The BoneChild component takes a bone reference (from GLTF nodes) and, on mount, creates a container group that is added to the bone via bone.add(container). Child meshes are rendered inside that container so they inherit the bone transform as the skeleton animates. On unmount the component removes the container from the bone to avoid dangling references and memory leaks.
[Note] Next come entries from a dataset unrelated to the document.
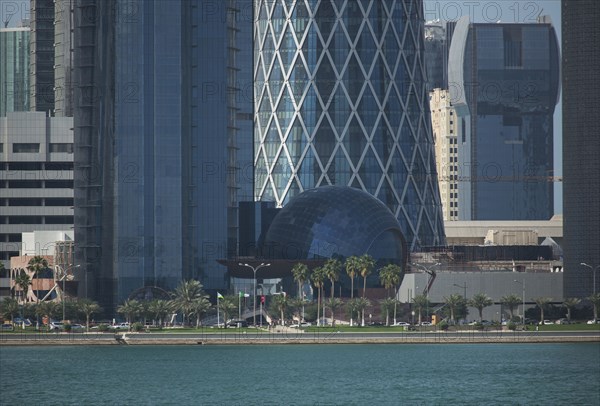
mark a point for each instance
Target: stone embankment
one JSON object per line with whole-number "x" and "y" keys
{"x": 295, "y": 337}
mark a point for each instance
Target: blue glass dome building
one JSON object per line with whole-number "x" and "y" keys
{"x": 334, "y": 221}
{"x": 340, "y": 99}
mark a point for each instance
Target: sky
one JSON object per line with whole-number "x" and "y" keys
{"x": 505, "y": 11}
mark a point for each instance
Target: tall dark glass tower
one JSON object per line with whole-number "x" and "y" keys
{"x": 504, "y": 82}
{"x": 581, "y": 146}
{"x": 156, "y": 159}
{"x": 340, "y": 99}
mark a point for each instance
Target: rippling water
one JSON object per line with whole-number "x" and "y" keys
{"x": 478, "y": 374}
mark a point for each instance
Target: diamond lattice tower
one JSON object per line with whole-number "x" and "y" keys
{"x": 340, "y": 99}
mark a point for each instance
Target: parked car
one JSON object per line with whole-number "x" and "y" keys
{"x": 237, "y": 323}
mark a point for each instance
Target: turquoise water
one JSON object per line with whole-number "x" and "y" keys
{"x": 478, "y": 374}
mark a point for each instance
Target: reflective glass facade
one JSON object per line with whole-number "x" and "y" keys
{"x": 14, "y": 70}
{"x": 581, "y": 146}
{"x": 340, "y": 99}
{"x": 334, "y": 221}
{"x": 156, "y": 140}
{"x": 507, "y": 75}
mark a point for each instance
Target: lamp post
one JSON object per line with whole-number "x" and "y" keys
{"x": 254, "y": 269}
{"x": 523, "y": 285}
{"x": 64, "y": 278}
{"x": 593, "y": 275}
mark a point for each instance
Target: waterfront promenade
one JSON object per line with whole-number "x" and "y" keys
{"x": 326, "y": 336}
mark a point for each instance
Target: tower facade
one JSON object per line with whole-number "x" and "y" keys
{"x": 157, "y": 168}
{"x": 581, "y": 146}
{"x": 14, "y": 70}
{"x": 504, "y": 81}
{"x": 340, "y": 99}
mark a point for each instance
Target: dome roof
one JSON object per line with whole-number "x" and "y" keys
{"x": 334, "y": 221}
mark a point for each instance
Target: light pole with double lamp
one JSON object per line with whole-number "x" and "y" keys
{"x": 523, "y": 285}
{"x": 254, "y": 269}
{"x": 64, "y": 278}
{"x": 593, "y": 275}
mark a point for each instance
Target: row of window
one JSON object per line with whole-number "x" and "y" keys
{"x": 36, "y": 166}
{"x": 37, "y": 202}
{"x": 36, "y": 220}
{"x": 34, "y": 148}
{"x": 37, "y": 184}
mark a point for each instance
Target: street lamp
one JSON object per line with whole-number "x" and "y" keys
{"x": 464, "y": 288}
{"x": 254, "y": 269}
{"x": 593, "y": 274}
{"x": 523, "y": 285}
{"x": 64, "y": 278}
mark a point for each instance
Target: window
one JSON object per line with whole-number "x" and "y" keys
{"x": 29, "y": 148}
{"x": 62, "y": 147}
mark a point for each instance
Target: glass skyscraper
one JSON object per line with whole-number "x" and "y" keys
{"x": 504, "y": 82}
{"x": 340, "y": 99}
{"x": 581, "y": 146}
{"x": 157, "y": 170}
{"x": 14, "y": 70}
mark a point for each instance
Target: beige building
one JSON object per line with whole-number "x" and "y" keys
{"x": 445, "y": 127}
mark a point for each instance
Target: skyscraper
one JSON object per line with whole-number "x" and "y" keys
{"x": 156, "y": 141}
{"x": 41, "y": 62}
{"x": 504, "y": 82}
{"x": 341, "y": 100}
{"x": 14, "y": 70}
{"x": 581, "y": 146}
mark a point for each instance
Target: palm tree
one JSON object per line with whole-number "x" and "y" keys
{"x": 570, "y": 303}
{"x": 480, "y": 301}
{"x": 595, "y": 300}
{"x": 23, "y": 281}
{"x": 542, "y": 303}
{"x": 185, "y": 295}
{"x": 512, "y": 302}
{"x": 88, "y": 307}
{"x": 228, "y": 306}
{"x": 420, "y": 303}
{"x": 332, "y": 269}
{"x": 453, "y": 302}
{"x": 37, "y": 265}
{"x": 199, "y": 308}
{"x": 352, "y": 265}
{"x": 318, "y": 279}
{"x": 159, "y": 308}
{"x": 130, "y": 309}
{"x": 387, "y": 305}
{"x": 334, "y": 303}
{"x": 301, "y": 273}
{"x": 367, "y": 263}
{"x": 9, "y": 308}
{"x": 361, "y": 304}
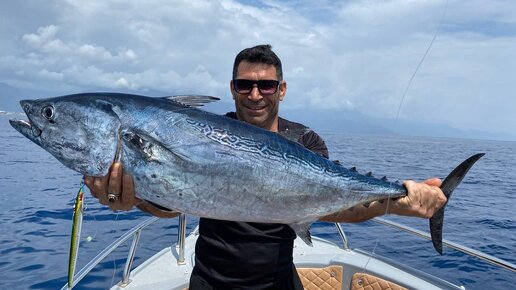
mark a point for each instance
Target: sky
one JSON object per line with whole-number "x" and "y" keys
{"x": 339, "y": 56}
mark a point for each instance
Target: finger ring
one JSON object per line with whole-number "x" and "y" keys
{"x": 112, "y": 197}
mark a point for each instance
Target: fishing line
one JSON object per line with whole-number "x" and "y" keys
{"x": 373, "y": 252}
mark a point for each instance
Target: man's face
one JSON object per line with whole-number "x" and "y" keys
{"x": 258, "y": 108}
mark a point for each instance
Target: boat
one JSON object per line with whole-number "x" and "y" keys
{"x": 325, "y": 265}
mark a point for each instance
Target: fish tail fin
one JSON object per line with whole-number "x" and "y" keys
{"x": 449, "y": 184}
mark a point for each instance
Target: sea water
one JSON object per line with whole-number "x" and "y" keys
{"x": 37, "y": 195}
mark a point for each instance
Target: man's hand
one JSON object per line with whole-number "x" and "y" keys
{"x": 117, "y": 183}
{"x": 423, "y": 199}
{"x": 122, "y": 186}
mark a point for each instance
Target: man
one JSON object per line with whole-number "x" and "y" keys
{"x": 238, "y": 255}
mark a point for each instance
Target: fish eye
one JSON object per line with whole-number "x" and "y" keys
{"x": 48, "y": 112}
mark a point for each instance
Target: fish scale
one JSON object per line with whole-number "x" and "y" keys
{"x": 192, "y": 161}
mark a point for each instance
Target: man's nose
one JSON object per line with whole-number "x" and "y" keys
{"x": 255, "y": 95}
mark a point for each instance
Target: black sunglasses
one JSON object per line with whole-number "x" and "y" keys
{"x": 265, "y": 87}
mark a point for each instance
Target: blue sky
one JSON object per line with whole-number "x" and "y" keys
{"x": 339, "y": 55}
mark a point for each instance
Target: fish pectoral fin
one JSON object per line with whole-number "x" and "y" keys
{"x": 192, "y": 100}
{"x": 302, "y": 230}
{"x": 294, "y": 135}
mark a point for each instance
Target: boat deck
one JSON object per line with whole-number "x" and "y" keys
{"x": 162, "y": 271}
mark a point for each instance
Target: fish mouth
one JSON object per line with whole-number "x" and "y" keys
{"x": 26, "y": 127}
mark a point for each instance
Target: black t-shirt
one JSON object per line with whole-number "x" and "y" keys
{"x": 241, "y": 255}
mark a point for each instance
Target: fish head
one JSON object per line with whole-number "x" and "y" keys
{"x": 80, "y": 132}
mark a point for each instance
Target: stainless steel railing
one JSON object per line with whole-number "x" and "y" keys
{"x": 136, "y": 232}
{"x": 474, "y": 253}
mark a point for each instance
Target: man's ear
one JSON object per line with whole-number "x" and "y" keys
{"x": 283, "y": 90}
{"x": 232, "y": 89}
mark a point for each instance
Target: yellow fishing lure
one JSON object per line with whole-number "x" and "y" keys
{"x": 76, "y": 234}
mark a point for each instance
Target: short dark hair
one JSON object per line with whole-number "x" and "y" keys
{"x": 259, "y": 54}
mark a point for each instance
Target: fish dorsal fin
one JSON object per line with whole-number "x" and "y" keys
{"x": 192, "y": 100}
{"x": 302, "y": 230}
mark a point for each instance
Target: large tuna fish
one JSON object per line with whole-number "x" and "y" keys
{"x": 203, "y": 164}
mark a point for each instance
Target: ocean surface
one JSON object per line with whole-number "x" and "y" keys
{"x": 37, "y": 195}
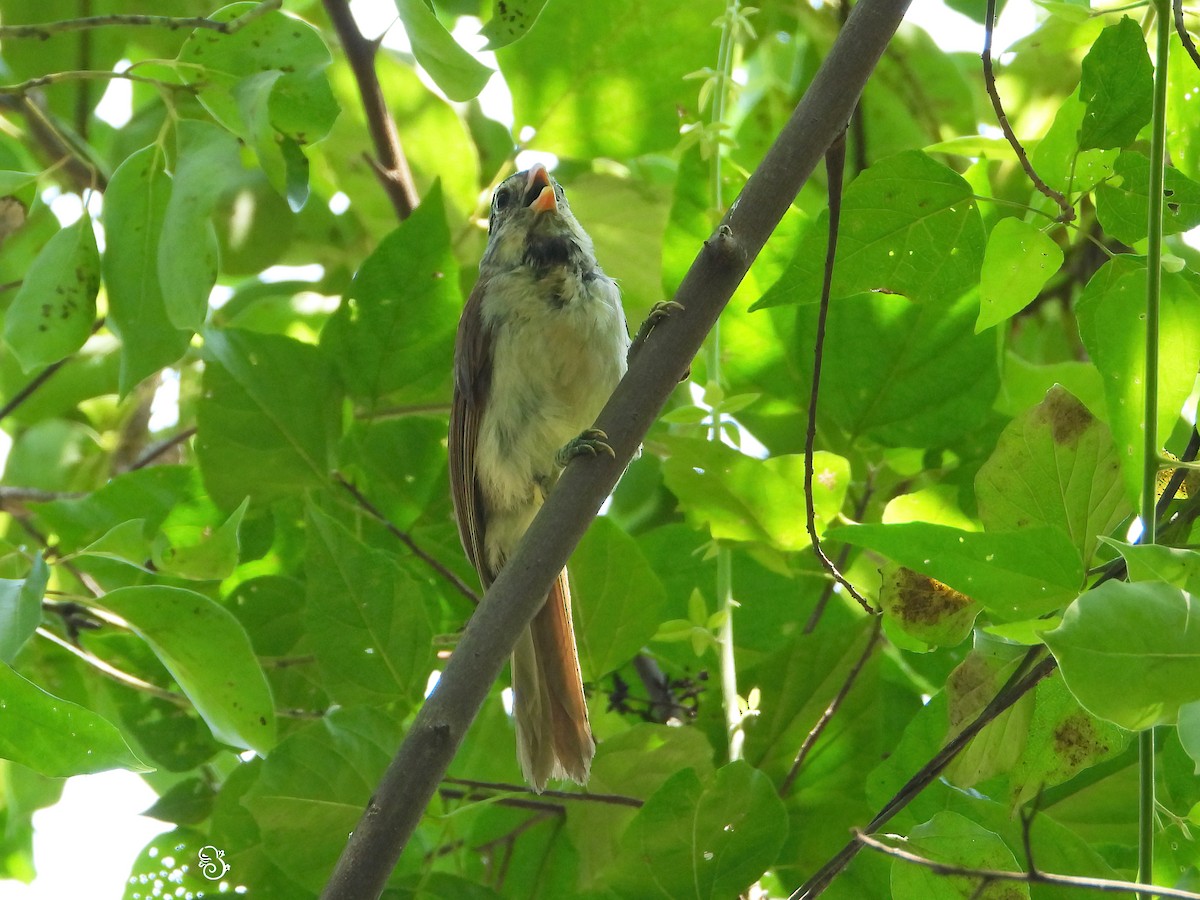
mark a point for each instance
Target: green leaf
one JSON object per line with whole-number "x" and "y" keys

You can pass position, rotation, and scale offsets to precisely position the attachment relative to the bone.

When to use it

  • Attach weapons, props, or gear to a character that uses a skinned mesh and animations.
  • Mount visual effects or lights to bones so they follow animated limbs.
  • Temporarily attach objects (picked-up items, tools) that should move with the skeleton.
  • When you need precise position/rotation offsets without modifying the source rig.
  • Attach cosmetics or equipment dynamically at runtime in a game or interactive scene.

Best practices

  • Obtain bone references from the GLTF nodes (e.g., nodes.HandR) so you attach to the exact joint.
  • Use a small container group as the attachment root to isolate position/rotation/scale offsets.
  • Always remove the container in cleanup to prevent memory leaks and unexpected parenting.
  • Tune offsets in local space to match the mesh orientation of the model and the attached asset.
  • Keep attached meshes lightweight and use instancing or LOD for many attachments to save performance.

Example use cases

  • Attach a sword to the character's right hand and adjust translation/rotation so it sits in the grip.
  • Parent a torch or lantern to a character's hand so the light follows animations.
  • Attach armor plates or backpacks dynamically when equipping items in a game.
  • Add particle emitters to a bone for localized VFX like a trail on a swinging weapon.
  • Temporarily parent a picked-up object to the hand during interaction animations.

FAQ

Ensure the GLTF has finished loading and that you reference the correct node name. Use conditional rendering or refs and check nodes.HandR exists before creating the attachment.

How do I adjust the attachment orientation?

Wrap the attached mesh in a container group and apply position, rotation, and scale offsets on that container so you don't alter the bone or the mesh asset directly.